Besides place mats, I can see weaving table runners, tea towels, rag rugs, cafe curtains, even clothing and accessories. Knitwear would still be preferred for certain things - hats, mittens, sweaters, etc. - but weaving would be an excellent alternative for appropriate projects.

Of course, to weave, one needs a loom. Also, more experience than what I gleaned from a few hours on a Friday morning. I have some books on hold at the local library, and plan to attend the Black Swamp Spinners Guild Market Day and Fiber Fair in a couple of weeks, where I know there will be opportunities to purchase a loom. And I am not averse to planning vacations around fiber fests where there are frequently workshops.
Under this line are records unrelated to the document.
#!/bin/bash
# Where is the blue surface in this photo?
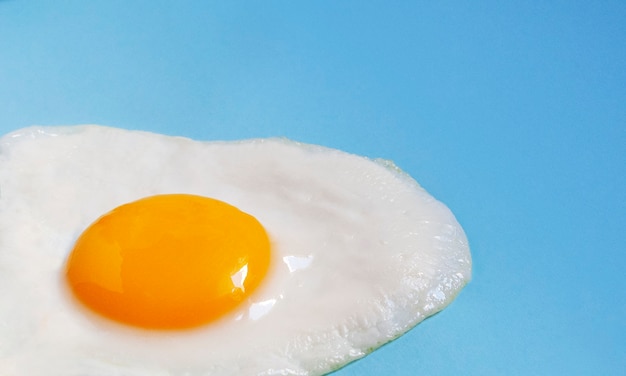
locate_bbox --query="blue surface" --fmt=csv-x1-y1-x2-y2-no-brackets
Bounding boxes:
0,0,626,376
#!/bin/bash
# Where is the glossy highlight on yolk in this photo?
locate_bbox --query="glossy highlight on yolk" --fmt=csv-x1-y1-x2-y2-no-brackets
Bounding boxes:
66,194,270,329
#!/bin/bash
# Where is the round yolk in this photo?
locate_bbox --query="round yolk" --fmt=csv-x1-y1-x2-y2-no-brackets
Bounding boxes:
66,194,270,329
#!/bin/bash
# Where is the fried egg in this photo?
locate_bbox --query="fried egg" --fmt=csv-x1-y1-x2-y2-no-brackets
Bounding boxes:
0,126,471,376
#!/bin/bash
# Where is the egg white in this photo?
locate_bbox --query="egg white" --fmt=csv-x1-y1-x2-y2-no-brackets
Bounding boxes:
0,126,471,376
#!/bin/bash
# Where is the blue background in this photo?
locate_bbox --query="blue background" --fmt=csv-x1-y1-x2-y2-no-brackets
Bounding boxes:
0,0,626,376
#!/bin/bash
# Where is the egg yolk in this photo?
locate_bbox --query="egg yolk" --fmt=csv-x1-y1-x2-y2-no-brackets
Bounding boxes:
66,194,270,329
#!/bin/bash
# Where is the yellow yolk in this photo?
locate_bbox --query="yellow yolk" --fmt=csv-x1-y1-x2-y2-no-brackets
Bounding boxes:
66,194,270,329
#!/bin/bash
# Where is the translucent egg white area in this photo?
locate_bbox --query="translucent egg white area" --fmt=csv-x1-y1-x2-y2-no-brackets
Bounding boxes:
0,126,471,376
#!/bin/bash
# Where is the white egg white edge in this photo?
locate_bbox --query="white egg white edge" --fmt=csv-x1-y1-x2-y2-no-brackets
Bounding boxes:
0,125,471,374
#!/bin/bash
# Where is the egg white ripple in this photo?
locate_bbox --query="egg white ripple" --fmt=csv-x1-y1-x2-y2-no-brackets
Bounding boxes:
0,126,471,376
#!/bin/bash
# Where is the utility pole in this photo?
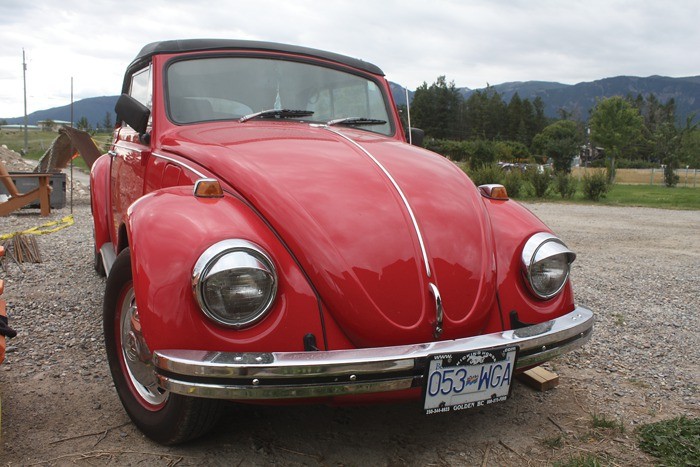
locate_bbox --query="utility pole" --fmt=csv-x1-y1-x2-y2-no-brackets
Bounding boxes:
22,49,29,155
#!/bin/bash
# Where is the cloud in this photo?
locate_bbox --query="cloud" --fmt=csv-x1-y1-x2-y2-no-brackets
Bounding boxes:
0,0,700,117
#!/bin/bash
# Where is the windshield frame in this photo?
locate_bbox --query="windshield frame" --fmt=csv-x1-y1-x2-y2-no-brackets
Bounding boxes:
163,51,397,137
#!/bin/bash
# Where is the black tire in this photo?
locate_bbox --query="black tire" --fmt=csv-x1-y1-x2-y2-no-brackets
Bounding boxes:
103,248,222,445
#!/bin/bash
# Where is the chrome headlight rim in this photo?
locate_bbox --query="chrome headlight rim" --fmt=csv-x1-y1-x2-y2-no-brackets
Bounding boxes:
521,232,576,300
192,239,278,329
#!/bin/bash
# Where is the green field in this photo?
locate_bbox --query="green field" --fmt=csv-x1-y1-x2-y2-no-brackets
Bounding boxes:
517,184,700,210
0,130,112,169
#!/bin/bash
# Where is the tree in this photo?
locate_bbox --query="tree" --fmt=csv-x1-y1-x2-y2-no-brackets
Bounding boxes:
590,96,644,183
102,111,114,130
532,120,584,173
76,116,90,131
411,76,462,139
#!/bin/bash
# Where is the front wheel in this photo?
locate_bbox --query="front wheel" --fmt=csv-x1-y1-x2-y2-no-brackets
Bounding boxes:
103,248,221,444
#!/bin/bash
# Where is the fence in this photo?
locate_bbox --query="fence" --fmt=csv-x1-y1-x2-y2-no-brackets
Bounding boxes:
572,167,700,188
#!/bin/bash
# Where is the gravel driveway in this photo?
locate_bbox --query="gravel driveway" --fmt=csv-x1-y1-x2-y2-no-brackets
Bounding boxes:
0,196,700,465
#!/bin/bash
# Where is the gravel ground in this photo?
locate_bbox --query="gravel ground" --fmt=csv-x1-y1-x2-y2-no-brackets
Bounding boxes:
0,185,700,465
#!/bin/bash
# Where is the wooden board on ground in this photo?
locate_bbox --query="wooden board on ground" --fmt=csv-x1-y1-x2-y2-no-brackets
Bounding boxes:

But where would I put a loom? Right now, I don't even have a dedicated space for my spinning wheel. At one point, yesterday's instructor spoke of his dream to open a weaving studio, where people could come and use one of his looms. He lives far enough away that I would not find that convenient. But I really glommed onto the idea of having a fiber studio of my own. I live by myself in a three-bedroom house, you would think there would be space. I'd have to convert the guest bedroom, which would mean getting rid of a double bed and making the rare guest sleep on a twin in the room currently reserved for my g'daughter. Or I could usurp the g'daughter's room, merging her crafts into mine. It's not like she lives here (although sometimes it seems so).

Toward that end, I started rearranging the yarn and roving stash. O.M.G. Where did all that fiber come from?!? I can't spin or knit fast enough to make a dent in it.

But maybe I could bust that stash with weaving?